Remember New Orleans
THREE YEARS have passed since Hurricane Katrina lashed the Gulf Coast. The people of New Orleans felt abandoned by their country then. And while they are optimistic about their future, they feel forgotten now.
In a survey of Orleans Parish released by the Henry J. Kaiser Foundation this month, 65 percent of respondents said they thought "most Americans have forgotten about the challenges facing New Orleans." Sixty percent said no when asked, "Do you think the rebuilding of New Orleans is a priority for Congress and the president?" No surprise: The pace of recovery has been slow. Battles between Baton Rouge and Washington over red tape and funding have contributed to this. That doesn't mean progress isn't being made. It is. But the need for leadership and focus from Washington remains.
A survey by the Greater New Orleans Community Data Center of the Brookings Institution's Metropolitan Policy Program shows that New Orleans has recovered 72 percent of its pre-Katrina population. For the region as a whole, it's 87 percent. Tax revenue is at 89 percent of the pre-Katrina level in Orleans Parish. Revenue is surging past that level in surrounding parishes.
But the Louisiana Recovery Authority (LRA) reports that less than half of the $33.2 billion in allocated federal rebuilding funds has been spent.

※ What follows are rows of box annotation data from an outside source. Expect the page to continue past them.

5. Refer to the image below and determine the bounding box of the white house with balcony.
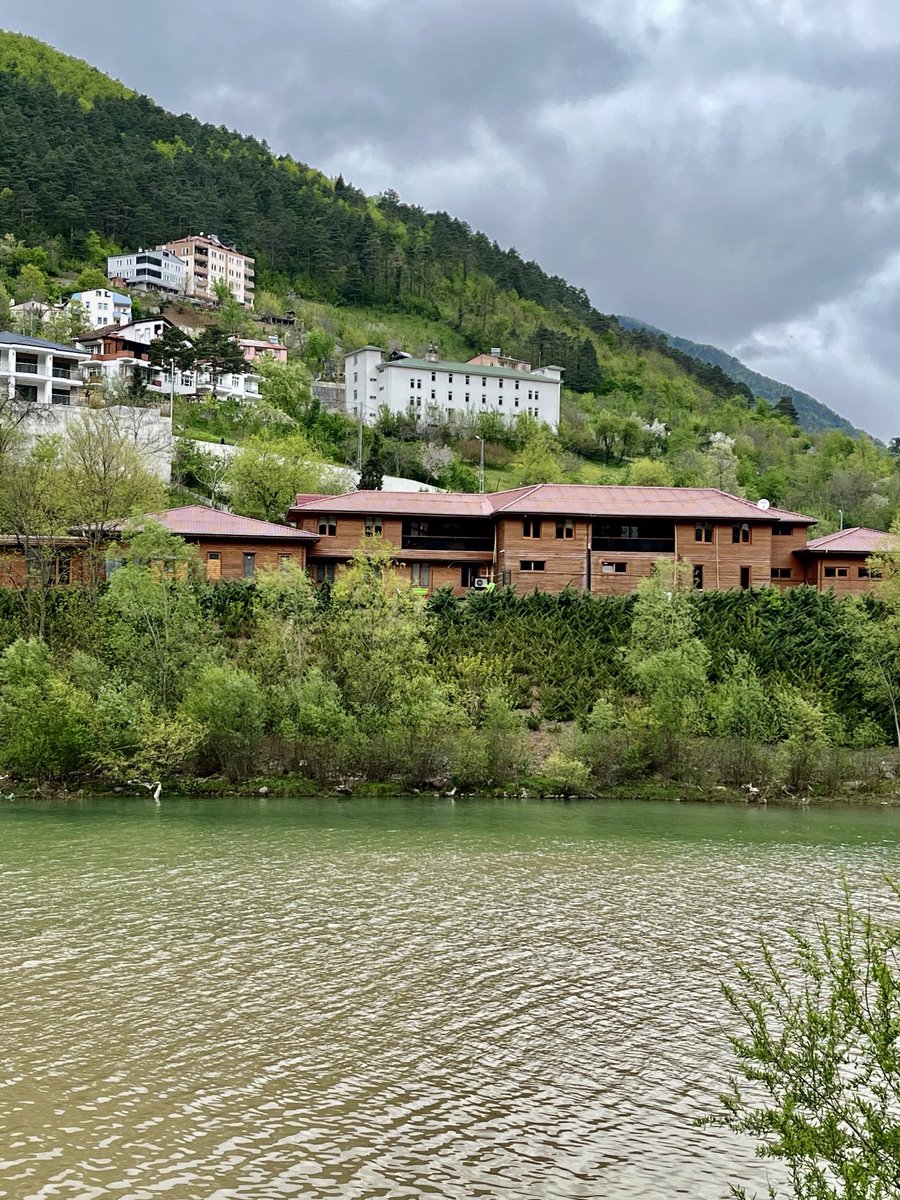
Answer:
[107,246,187,295]
[0,334,90,407]
[68,288,131,329]
[344,346,563,430]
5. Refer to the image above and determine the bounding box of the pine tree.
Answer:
[358,433,384,492]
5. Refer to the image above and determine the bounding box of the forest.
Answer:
[0,530,900,803]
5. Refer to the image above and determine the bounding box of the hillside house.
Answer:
[344,346,563,428]
[288,484,815,595]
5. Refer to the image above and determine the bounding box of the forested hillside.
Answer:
[0,32,900,532]
[617,317,859,433]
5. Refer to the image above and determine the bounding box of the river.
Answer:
[0,797,900,1200]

The Brookings report shows that fair-market rents have climbed 46 percent since Katrina. Disbursements from the state-run home rebuilding fund, the Road Home Program, have slowed. According to the LRA, 84 percent of active applications had been closed as of Wednesday. The average grant is down to $58,527 from $72,669 in July 2007. Despite an increase in ridership, Brookings notes, only 50 percent of public transportation routes and 19 percent of buses are operational in New Orleans.
Sen. John McCain (R-Ariz.) and Sen. Barack Obama (D-Ill.) both decry what they describe as the Bush administration's inadequate response during the worst natural disaster in U.S. history and vow never to be caught flat-flooted in the White House. Mr. McCain's plan concentrates on rebuilding the levees and other infrastructure, and on disaster preparedness and rapid response. Those are on Mr. Obama's list, along with sparking economic development and bolstering safety and security. The Kaiser Foundation notes that 74 percent of the people of New Orleans are optimistic about the future -- a remarkable outlook for a city that has longed for safety and security since the levees broke on Aug. 29, 2005.